ABSTRACT
Chick embryos ranging in age from 24 to 72 h were treated with 3H-thymidine to examine proliferation, formation and differentiation of the various somite components. The embryos were fixed 1 – 10 h after treatment, sectioned at 4 μ and processed for radioautography. The following observations were made:
Before the formation of the paraxial mesoderm, the DNA-synthesizing mesoderm cells are randomly distributed throughout the tissue. When the paraxial mesoderm cells become arranged in epithelial fashion, DNA synthesis occurs predominantly in the nuclei at the periphery of the epithelium, while the unlabeled nuclei and the mitotic figures are adjacent to the central space. Since 3 h after labeling the mitotic figures are labeled and 5 h later the labeled nuclei are again at the periphery, it is concluded that the nuclei in the walls of the somite undergo interkinetic migration.

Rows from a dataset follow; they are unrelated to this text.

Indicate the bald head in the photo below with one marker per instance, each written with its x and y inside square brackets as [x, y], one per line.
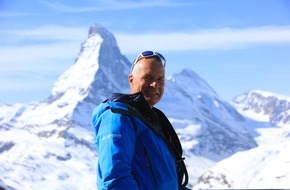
[147, 76]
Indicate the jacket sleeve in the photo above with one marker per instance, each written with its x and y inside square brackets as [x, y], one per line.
[115, 142]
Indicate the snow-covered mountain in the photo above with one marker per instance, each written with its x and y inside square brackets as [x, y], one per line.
[50, 144]
[266, 166]
[273, 108]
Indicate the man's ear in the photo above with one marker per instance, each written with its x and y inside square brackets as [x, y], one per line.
[130, 79]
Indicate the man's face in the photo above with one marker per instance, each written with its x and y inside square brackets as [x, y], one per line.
[148, 77]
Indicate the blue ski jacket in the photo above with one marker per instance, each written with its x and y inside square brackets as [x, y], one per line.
[131, 154]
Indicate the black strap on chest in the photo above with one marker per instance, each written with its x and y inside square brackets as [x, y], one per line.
[173, 144]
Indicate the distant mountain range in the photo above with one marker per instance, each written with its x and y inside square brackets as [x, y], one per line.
[50, 144]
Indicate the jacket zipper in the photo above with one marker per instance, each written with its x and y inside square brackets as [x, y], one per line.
[148, 163]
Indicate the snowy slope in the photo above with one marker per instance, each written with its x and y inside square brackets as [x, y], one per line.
[50, 144]
[266, 166]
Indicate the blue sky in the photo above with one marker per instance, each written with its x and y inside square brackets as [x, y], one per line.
[235, 45]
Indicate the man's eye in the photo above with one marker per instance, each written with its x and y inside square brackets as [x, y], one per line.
[146, 78]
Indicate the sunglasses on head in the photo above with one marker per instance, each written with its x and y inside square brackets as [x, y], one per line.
[147, 54]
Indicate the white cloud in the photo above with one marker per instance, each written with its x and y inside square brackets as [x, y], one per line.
[209, 39]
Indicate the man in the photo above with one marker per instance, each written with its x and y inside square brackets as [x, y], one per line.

The cells formed by the ventral and major portion of the medial somite walls are deposited in the central cavity of the somite, where they lose their epithelial shape and become mesenchyme-like. They rarely synthesize DNA. With further increase in the number of the cells in the center of the somite, the ventral and medial walls lose their epithelial continuity and blend with the centrally located cells. Together they form a loosely woven tissue, referred to as the sclerotome.
After formation of the sclerotome, the dorsal somite wall, now referred to as the dermatome, is the main source of a layer of cells with pale nuclei and darkly stained nucleoli. This layer, which is directly in contact with the inner surface of the dermatome, is referred to as the myotome. DNA synthesis is never observed in the cells of this layer.
After the myotome has extended in a ventro-lateral direction to the coelomic cavity, the dermatome, with the exception of its most dorsal portion, loses its epithelial structure and the cells begin to form the dermis.